Why output tokens cost more than input tokens

Most people answer this with pricing logic. The real answer is in how inference works.

An LLM runs in two phases. They look similar from the outside but behave very differently on the GPU.

Prefill: processing your input

When you send a prompt, the model reads every token at once.

All 1,000 tokens go through the network in a single forward pass. The GPU does matrix multiplications on the full batch in parallel. Every core is busy. Memory bandwidth is saturated. Utilization is high.

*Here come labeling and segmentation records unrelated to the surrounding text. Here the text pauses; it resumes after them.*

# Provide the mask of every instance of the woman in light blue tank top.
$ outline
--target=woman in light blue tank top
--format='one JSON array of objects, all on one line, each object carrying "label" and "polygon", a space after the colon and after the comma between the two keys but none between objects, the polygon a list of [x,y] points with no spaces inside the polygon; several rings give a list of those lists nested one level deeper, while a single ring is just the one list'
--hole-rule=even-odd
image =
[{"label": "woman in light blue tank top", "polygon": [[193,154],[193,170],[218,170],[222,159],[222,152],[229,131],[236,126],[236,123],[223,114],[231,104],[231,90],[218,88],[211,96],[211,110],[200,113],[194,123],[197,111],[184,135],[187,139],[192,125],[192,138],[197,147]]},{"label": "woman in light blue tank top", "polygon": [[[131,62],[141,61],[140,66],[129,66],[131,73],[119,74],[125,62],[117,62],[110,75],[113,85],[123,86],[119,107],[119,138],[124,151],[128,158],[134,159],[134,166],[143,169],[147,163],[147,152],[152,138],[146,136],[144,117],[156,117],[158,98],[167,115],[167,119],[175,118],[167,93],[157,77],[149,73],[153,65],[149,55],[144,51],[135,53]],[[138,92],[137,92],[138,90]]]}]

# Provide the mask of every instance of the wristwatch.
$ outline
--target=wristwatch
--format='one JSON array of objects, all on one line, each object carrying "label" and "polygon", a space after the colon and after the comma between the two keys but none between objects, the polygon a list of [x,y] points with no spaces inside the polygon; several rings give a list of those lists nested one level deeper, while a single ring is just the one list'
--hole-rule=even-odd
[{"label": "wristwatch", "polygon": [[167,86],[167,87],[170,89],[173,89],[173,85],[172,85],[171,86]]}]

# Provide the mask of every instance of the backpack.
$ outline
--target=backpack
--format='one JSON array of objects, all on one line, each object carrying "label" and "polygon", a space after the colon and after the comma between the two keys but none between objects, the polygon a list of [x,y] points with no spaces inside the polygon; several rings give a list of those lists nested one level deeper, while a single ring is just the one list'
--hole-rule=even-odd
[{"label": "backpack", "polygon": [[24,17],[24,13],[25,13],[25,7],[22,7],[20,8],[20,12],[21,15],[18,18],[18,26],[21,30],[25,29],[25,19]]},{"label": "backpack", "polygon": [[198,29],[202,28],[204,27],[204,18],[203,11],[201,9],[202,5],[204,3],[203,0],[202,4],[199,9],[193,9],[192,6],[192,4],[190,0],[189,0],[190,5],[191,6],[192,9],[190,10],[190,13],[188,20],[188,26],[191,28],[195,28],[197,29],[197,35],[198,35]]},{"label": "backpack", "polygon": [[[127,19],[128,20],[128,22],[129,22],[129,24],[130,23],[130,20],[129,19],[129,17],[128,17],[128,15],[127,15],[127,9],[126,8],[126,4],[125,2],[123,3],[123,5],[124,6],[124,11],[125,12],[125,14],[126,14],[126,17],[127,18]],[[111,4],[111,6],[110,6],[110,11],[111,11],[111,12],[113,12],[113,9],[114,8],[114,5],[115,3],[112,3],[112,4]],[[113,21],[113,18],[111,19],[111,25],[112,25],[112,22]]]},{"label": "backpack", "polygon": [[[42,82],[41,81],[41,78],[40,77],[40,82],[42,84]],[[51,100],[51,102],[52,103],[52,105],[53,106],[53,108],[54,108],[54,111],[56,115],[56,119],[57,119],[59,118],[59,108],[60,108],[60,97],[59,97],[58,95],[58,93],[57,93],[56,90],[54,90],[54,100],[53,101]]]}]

This is what GPUs are built for. Big matrix, one shot.

The cost per input token ends up low because the hardware is being used the way it was designed to be used.

Decode: generating your output

Now the model has to produce a reply. It cannot generate the full response in one pass. It generates one token. Then it looks at that token plus everything before it. Then it generates the next one.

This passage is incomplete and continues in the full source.